The job of compiler is splitted into several phases with well defined interfaces.These phases operate in sequence and the output of one phase is input of next one.
A common division into phases is described below. In some compilers, the ordering of phases may differ slightly, some phases may be combined or split into several phases or some extra phases may be inserted between those mentioned below.
This phase will do the reading and analysing the program text.The text is read and divided into tokens, each of which corresponds to a symbol in the programming language, e.g., a variable name, keyword or number.
This phase takes the list of tokens produced by the lexical analysis and arranges these in a tree-structure (called the syntax tree) that reflects the structure of the program. This phase is often called parsing.
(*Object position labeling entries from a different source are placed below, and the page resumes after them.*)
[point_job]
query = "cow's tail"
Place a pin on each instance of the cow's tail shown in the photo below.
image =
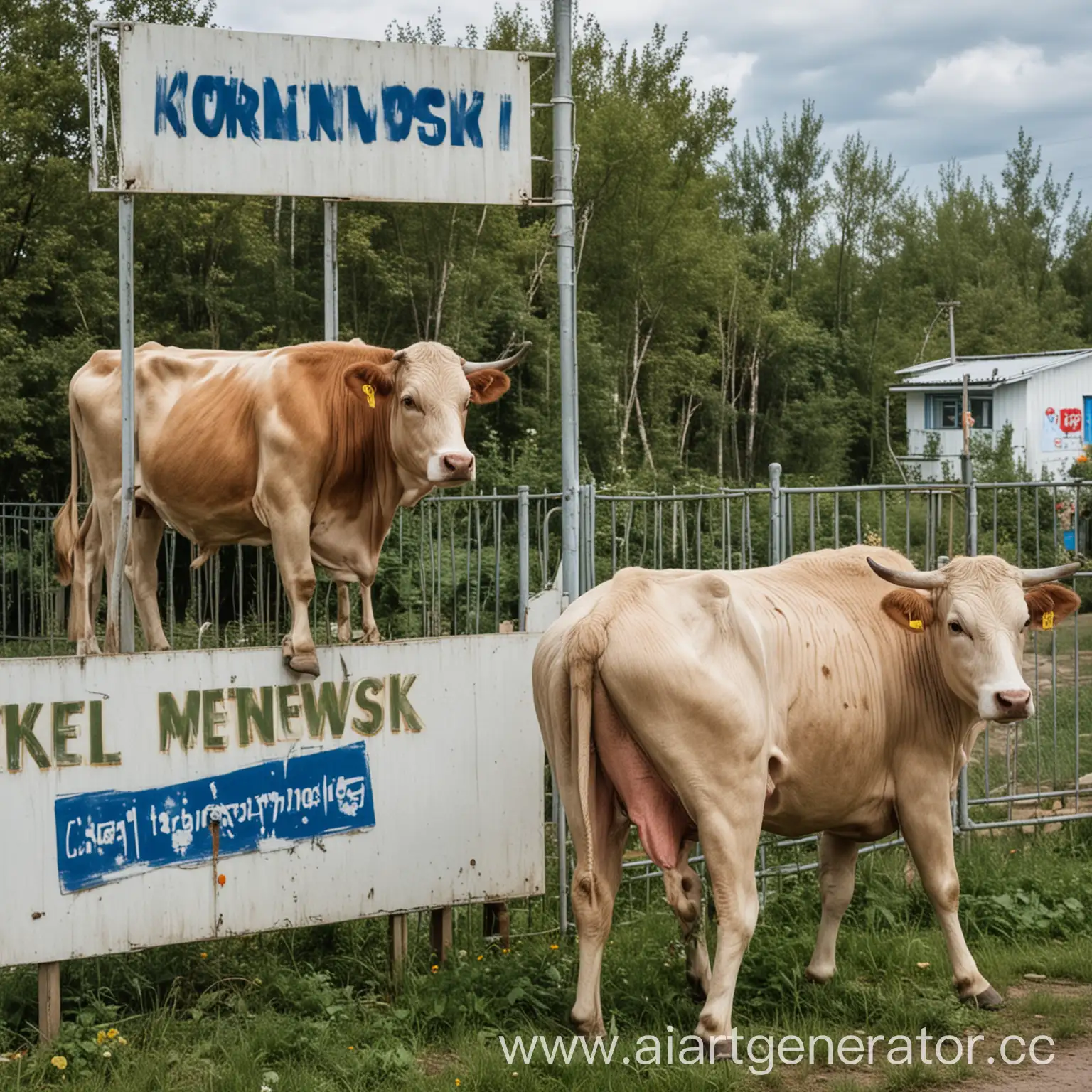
(67, 525)
(583, 649)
This phase analyses the syntax tree to determine if the program violates certain consistency requirements, e.g., if a variable is used but not declared or if it is used in a context that does not make sense given the type of the variable, such as trying to use a boolean value as a function pointer.
Intermediate code generation
The program is translated to a simple machineindependent intermediate language. Register allocation The symbolic variable names used in the intermediate code are translated to numbers, each of which corresponds to a register in the target machine code.
Machine code generation
The intermediate language is translated to assembly language (a textual representation of machine code) for a specific machine architecture.
Assembly and linking
The assembly-language code is translated into binary representation and addresses of variables, functions, etc., are determined.
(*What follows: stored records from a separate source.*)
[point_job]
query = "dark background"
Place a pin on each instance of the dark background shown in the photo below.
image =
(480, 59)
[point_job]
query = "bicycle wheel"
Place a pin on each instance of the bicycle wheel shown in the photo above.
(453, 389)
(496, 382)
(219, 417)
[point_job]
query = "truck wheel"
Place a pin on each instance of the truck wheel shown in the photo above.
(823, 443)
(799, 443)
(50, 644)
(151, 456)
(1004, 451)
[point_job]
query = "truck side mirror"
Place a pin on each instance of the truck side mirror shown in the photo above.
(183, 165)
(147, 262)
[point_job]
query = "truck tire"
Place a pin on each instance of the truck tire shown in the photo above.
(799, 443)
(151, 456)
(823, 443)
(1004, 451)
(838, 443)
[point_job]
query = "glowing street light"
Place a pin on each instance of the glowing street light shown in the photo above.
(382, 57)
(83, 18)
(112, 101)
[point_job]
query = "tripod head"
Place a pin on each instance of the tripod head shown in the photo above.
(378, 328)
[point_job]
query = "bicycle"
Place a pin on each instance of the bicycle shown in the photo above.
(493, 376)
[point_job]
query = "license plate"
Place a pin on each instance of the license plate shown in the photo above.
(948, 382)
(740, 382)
The first three phases are collectively called the frontend of the compiler and the last three phases are collectively called the backend.
The middle part of the compiler is in this context only the intermediate code generation, but this often includes various optimisations and transformations on the intermediate code.
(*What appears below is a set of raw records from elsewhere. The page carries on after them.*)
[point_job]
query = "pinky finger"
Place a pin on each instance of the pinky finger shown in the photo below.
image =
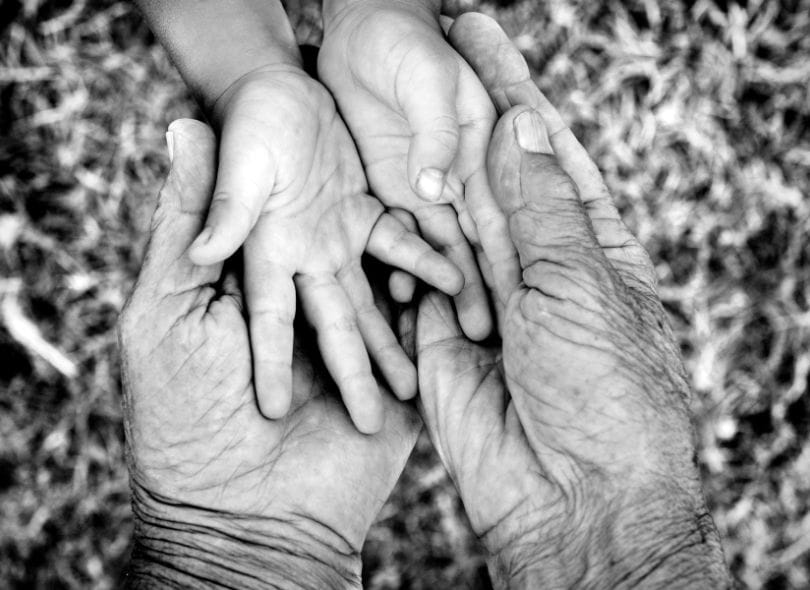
(344, 353)
(392, 243)
(401, 284)
(378, 336)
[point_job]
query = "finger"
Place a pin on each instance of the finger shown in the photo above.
(440, 227)
(379, 339)
(429, 104)
(331, 313)
(181, 208)
(436, 323)
(245, 178)
(490, 222)
(270, 298)
(504, 72)
(391, 242)
(402, 285)
(496, 243)
(547, 222)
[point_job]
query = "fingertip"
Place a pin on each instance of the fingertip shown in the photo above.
(207, 250)
(452, 279)
(407, 383)
(476, 323)
(370, 417)
(402, 286)
(430, 183)
(531, 133)
(274, 402)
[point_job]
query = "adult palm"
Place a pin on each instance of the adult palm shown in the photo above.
(200, 452)
(570, 441)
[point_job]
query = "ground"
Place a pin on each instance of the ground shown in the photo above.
(698, 114)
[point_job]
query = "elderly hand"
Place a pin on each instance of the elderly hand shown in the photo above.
(221, 495)
(422, 122)
(571, 444)
(290, 177)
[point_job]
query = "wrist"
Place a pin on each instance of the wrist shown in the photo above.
(333, 8)
(281, 83)
(214, 43)
(668, 542)
(187, 547)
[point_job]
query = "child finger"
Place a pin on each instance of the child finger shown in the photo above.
(245, 179)
(440, 227)
(378, 336)
(270, 298)
(329, 310)
(402, 285)
(391, 242)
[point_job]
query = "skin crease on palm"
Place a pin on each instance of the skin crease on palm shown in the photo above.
(580, 420)
(199, 451)
(307, 236)
(411, 103)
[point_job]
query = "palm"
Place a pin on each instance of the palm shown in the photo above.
(312, 228)
(414, 105)
(208, 447)
(467, 387)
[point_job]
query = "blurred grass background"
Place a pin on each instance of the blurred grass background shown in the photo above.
(697, 112)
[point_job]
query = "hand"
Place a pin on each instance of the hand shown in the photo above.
(220, 493)
(571, 444)
(289, 176)
(422, 122)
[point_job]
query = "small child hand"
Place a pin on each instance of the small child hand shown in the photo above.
(422, 122)
(291, 187)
Each phase, through checking and transformation, establishes stronger invariants on the things it passes on to the next, so that writing each subsequent phase is easier than if these have to take all the preceding into account.
For example, the type checker can assume absence of syntax errors and the code generation can assume absence of type errors.
Assembly and linking are typically done by programs supplied by the machine or operating system vendor, and are hence not part of the compiler itself.